I sat in an adjoining chair with my cup of tea, now cold, along with two pieces of crusty toast slathered with cherry preserves. I sat without eating, waiting to see what he wanted to show me. He was in no hurry. His breathing grew slow and deep, and I wondered if he was going to sleep. “Inspector, you wanted to show me something?”
“Mmm? Ah, oui, of course.” I was glad I’d asked. “Yes, it’s right here.” He patted his shirt pocket, then pulled out a folded sheet of paper. With almost maddening slowness he unfolded it and peered at it, then handed it over. “Yes, I thought you might find it interesting.”
It took a moment for the name on the letterhead to sink in, but once it did, my adrenaline surged, and my eyes raced down the page.
“We found it in the office of his apartment,” he said. “We almost missed it. It was in his fax machine. It’s the report—”
“I know, I know,” I interrupted. “Good God.” I reread it, just to be sure I hadn’t misunderstood. “Or maybe I should say ‘Jesus Christ’ instead.” What I held in my shaking hands was the report from Beta Analytic, the Miami lab where we’d sent the teeth for C-14 dating. The figures practically leaped from the page: “1,950 +/- 30.” According to the lab, the teeth — the teeth I’d pulled from the skull in the ossuary — dated back to the year A.D. 62, plus or minus thirty years: the century in which Jesus had lived and died. “So they might be the bones of Christ after all.” My mind was racing as fast as my pulse. “You
said you found this in his fax machine. Had it been faxed to him, or had he faxed it to someone else?”
He smiled. “You would make a good detective, Docteur. The answer, I believe, is both. We looked at the machine’s archive, the log, I think you call it. He got a fax from Miami around eight P.M. on Saturday. Right after that, between nine and nine thirty, he sent three faxes.”
“Three?

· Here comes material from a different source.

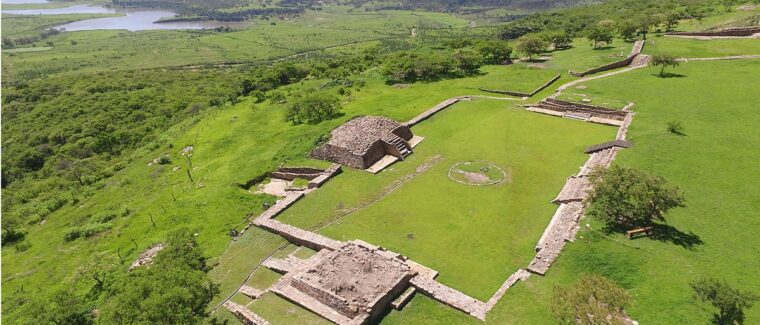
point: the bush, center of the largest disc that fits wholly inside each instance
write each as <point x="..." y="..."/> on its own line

Did the first two fail?”
“No. All three went through. They were to three different places. Rome, London, and the United States.”
“Damnation,” I said. “I think Miranda was right — I think Stefan was up to no good. He made such a big deal about keeping the bones secret, but the minute he got the lab results, he ran to the fax machine. Have you tracked the numbers yet?”
“We’re working on it.” He frowned. “There’s some bureaucracy we have to go through to get the records.”
“Do you know where in the United States?”
“Ah, oui. The city is Charlotte.”
“Charlotte?” I was stunned. “My God. Some guy in Charlotte got in touch with me a week ago. Asked if I would examine some bones and artifacts from the first century.”
Descartes sat up straight, no longer sunbathing. “Who is this guy? Where do we find him?”
“His name”—I rummaged through my mental trash bin—“is Newman. Dr. Adam Newman. Director of the Institute for Something-or-other. Ah: the Institute for Biblical Science.”
He took out his notepad and wrote down the name. “You know this place, this institute? It’s a serious scientific institution?”
I shook my head. “I’d never heard of them.” Suddenly I made a connection. “But Stefan had heard of them. I showed him the letter they sent me. He warned me to stay away from them — said they were religious nuts, and if they disagreed with my work, they’d try to damage my reputation.”